The WoW authenticator message you describe is just that, a warning. Their message is clear "Blizzard only trusts carrier images". My stance is that I don't trust carrier images and at the end of the day, it's my phone :)
I had a similar argument with my bank. Their argument was that Internet explorer was the only trusted browser. My argument was that because I'm a paranoid developer I can audit at my digression the source code for Mozilla to ensure that privacy, data integrity and exploits are not there. You cannot do the same with any Microsoft product. I had this argument back in the late 90's (or early 2000's maybe) and eventually my bank capitulated and allowed firefox through even though I was using it anyway by forging the UserAgent string.
Finally, I changed from a Fob in WoW to an app purely because my daughter managed to remove it from my keyring and then lost it. Remember, I am not arguing against the Fob, just your assertation that a rooted phone is inherently more insecure than a non rooted one.
Fair point. I just know that as rooting phones becomes more of a trivial process non techy people might install a ROM and later hit the 'allow this app super user privileges' when they shouldn't and allow something nasty to happen. Plus from my own experience I've inadvertently wiped a phone with an authenticator still installed. Add that to the shame of losing or braking a phone and I'd always pay the money and get a dedicated key fob. Then again I don't have curious little rug rats to worry about :-)
Sent from my HTC Desire
I'm starting to regret adding a phone-based security key to my account.
I recently contacted support asking them to remove my security key from my account as I wanted to stick a new rom on my phone. Their reply is below. Note the text in bold ...
QuoteWe could remove your account's security key in order for you to gain access of it. However, we regret to inform you that we cannot deal with your request through email. In order to protect your account, all Security Key issues are dealt with via our Customer Service telephone support.
We are aware that there is currently a bug which prevents a Mobile Security Key from being re-attached to an account after being removed.
This bug also prevents a new Security Key being downloaded and attached to the account using the same mobile device.
As account security is one of our top priorities, we are working hard on fixing this problem as quickly as possible. In the meantime, please be aware that a physical Security Key can still be added to accounts which have had a Mobile Security Key removed.
You cannot add keys from a different mobile device, only in Physical Keys.

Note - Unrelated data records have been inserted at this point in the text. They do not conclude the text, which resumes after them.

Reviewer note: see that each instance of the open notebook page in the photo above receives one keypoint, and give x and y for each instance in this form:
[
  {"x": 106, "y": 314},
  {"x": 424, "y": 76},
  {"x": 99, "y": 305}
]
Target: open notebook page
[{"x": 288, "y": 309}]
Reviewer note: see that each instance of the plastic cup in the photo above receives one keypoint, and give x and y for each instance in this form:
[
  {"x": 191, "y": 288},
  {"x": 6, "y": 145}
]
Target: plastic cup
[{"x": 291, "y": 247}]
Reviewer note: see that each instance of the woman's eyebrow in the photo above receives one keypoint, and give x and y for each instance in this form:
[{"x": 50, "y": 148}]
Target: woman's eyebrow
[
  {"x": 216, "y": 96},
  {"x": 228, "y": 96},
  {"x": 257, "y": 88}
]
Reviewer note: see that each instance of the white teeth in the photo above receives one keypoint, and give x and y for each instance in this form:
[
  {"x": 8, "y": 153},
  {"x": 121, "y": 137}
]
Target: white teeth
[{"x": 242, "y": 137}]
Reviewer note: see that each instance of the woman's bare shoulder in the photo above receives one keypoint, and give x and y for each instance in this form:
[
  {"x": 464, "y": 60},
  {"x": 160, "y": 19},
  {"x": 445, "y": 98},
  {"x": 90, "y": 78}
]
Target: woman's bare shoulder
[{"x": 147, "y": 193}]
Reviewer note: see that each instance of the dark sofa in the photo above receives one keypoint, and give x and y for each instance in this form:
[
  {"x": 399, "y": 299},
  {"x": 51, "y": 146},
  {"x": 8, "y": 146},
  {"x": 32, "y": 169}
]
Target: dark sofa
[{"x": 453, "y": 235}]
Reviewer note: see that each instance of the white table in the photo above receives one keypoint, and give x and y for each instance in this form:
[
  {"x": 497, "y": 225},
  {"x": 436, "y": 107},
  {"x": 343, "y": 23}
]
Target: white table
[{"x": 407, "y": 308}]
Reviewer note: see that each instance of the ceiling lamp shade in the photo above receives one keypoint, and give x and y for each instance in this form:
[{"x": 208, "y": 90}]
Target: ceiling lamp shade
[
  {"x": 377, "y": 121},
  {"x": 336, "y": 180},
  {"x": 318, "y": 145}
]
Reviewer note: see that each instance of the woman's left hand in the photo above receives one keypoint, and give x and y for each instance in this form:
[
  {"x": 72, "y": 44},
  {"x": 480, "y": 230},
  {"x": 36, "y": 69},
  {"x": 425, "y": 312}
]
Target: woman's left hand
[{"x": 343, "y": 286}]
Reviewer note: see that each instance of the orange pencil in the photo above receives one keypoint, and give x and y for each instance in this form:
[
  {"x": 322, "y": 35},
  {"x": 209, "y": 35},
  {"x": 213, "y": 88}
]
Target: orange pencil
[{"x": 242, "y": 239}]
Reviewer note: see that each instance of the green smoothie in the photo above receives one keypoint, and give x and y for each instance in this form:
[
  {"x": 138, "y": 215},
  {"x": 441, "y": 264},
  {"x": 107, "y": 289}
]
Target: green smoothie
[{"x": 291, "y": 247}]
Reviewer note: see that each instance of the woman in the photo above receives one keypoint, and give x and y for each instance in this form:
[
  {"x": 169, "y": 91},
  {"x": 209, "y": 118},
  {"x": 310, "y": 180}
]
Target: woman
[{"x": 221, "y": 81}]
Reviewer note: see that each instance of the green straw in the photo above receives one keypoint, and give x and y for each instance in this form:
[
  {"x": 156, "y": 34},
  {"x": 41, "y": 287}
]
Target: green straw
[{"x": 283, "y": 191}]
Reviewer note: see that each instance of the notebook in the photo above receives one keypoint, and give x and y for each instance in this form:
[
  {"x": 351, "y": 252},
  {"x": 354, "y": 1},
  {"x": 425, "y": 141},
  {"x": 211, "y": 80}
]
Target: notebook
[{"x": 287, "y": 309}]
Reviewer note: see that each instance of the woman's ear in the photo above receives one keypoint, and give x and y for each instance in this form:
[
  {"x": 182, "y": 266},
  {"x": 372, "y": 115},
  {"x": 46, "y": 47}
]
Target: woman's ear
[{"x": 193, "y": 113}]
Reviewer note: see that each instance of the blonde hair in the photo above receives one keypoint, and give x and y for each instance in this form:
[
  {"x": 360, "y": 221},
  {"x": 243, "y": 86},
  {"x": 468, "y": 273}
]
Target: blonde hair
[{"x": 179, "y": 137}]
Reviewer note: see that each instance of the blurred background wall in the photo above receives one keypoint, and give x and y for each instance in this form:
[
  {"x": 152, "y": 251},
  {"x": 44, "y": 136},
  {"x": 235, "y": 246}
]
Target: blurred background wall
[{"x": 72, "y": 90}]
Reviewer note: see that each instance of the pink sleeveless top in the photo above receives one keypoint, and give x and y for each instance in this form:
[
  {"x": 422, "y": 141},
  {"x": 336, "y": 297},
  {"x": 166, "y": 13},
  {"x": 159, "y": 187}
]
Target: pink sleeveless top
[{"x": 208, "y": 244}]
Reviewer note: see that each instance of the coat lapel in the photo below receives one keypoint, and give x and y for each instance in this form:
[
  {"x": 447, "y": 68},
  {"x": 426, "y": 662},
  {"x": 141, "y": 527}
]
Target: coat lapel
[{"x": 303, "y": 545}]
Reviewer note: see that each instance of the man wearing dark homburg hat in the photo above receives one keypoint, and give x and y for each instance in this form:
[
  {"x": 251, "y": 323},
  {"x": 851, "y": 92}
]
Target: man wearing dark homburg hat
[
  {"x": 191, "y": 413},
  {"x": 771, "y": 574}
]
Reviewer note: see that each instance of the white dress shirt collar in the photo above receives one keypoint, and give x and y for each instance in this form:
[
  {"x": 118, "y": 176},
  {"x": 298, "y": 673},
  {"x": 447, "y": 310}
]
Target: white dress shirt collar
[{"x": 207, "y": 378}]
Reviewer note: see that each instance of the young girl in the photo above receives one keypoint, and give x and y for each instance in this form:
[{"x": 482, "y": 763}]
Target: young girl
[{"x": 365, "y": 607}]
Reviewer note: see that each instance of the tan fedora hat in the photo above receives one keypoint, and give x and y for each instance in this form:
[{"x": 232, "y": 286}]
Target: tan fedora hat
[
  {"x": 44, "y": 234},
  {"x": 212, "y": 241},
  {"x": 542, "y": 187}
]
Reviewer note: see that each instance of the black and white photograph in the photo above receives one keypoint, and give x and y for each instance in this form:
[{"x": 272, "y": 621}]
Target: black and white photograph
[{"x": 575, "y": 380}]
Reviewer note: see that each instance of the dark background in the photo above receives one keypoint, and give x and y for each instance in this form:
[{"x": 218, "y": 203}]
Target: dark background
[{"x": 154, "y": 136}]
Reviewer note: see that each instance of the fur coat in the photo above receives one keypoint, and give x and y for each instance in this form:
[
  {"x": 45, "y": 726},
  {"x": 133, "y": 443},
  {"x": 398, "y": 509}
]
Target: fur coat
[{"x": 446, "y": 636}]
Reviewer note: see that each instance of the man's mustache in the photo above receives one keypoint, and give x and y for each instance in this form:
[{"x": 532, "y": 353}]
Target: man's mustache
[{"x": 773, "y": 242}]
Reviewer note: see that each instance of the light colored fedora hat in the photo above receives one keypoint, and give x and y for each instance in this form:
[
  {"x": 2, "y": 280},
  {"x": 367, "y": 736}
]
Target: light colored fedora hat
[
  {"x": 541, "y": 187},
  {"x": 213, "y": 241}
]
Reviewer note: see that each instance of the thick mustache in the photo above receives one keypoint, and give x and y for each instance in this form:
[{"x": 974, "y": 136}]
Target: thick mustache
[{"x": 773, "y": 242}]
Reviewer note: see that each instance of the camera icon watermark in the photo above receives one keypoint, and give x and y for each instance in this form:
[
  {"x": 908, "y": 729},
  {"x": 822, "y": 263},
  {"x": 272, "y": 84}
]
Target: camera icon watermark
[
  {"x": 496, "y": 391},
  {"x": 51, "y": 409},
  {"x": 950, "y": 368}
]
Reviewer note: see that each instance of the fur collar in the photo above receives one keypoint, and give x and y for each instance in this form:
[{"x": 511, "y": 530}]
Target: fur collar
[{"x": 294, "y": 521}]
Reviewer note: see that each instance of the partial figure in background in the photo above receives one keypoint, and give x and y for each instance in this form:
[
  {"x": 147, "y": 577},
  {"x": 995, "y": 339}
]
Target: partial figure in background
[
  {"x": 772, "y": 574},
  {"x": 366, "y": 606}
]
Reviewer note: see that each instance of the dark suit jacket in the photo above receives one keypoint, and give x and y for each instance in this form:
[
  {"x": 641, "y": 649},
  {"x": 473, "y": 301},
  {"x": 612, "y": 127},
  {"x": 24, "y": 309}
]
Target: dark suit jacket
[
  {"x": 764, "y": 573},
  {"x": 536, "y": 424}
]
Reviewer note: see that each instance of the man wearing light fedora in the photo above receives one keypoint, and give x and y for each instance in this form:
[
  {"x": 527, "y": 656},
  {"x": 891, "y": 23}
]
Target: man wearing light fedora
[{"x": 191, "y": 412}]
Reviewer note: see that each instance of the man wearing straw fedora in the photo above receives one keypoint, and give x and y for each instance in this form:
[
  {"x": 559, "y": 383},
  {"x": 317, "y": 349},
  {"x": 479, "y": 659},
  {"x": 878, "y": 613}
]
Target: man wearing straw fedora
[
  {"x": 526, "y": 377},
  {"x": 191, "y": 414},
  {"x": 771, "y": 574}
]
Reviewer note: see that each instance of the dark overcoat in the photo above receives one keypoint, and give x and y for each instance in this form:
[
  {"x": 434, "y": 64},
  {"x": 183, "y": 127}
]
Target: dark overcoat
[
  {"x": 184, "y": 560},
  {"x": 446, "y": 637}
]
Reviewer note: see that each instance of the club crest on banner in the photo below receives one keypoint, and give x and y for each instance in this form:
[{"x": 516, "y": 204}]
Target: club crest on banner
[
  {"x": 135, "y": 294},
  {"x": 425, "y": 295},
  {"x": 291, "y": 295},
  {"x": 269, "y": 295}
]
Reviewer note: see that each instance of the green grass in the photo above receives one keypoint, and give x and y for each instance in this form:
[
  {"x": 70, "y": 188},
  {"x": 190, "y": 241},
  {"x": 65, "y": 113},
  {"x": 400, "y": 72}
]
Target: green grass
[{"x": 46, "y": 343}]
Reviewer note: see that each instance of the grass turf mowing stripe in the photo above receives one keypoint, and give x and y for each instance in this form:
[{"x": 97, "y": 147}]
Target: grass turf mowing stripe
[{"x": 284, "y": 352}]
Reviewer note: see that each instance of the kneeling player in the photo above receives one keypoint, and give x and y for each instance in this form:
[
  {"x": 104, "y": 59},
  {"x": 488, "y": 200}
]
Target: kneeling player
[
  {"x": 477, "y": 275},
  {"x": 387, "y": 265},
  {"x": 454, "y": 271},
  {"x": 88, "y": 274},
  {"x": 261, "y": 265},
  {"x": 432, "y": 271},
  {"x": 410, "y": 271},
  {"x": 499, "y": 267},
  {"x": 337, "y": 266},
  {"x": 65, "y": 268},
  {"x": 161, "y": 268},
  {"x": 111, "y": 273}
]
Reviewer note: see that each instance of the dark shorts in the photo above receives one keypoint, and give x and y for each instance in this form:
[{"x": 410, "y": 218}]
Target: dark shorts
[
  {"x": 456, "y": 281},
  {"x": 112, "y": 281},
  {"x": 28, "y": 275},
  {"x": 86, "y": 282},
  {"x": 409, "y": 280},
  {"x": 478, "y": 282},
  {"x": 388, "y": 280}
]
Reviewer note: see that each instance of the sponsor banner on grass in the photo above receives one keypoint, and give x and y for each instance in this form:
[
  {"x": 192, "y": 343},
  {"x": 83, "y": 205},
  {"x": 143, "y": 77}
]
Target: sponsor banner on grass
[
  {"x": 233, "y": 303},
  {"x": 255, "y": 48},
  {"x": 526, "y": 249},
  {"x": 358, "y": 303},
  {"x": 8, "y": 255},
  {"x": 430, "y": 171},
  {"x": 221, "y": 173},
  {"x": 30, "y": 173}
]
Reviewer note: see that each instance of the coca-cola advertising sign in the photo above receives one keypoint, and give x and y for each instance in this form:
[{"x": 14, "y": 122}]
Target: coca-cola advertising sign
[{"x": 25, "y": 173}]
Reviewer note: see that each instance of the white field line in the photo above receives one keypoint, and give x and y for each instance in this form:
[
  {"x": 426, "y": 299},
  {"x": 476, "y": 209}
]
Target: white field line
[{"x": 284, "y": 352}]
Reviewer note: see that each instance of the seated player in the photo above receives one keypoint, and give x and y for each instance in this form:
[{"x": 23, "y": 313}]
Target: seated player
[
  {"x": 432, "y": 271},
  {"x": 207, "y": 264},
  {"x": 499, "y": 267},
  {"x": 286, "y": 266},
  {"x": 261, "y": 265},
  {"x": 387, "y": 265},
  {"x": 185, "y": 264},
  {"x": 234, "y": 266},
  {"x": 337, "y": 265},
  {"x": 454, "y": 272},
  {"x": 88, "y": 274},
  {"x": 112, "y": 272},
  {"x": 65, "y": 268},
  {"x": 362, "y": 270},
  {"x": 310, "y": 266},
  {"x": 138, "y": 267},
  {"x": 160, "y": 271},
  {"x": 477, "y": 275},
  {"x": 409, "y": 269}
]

You may link your physical security key to up to 5 SWTOR accounts. This feature is not currently available for the mobile security key.
So you can only have one key generated from a single device and should that device go belly up it's a phone call to support to get it all put straight and then you cannot attach a new (mobile) one. The physical key fob looks favourite to me too.
Thanks for the heads-up. I have just signed up with the APP and will see how that goes.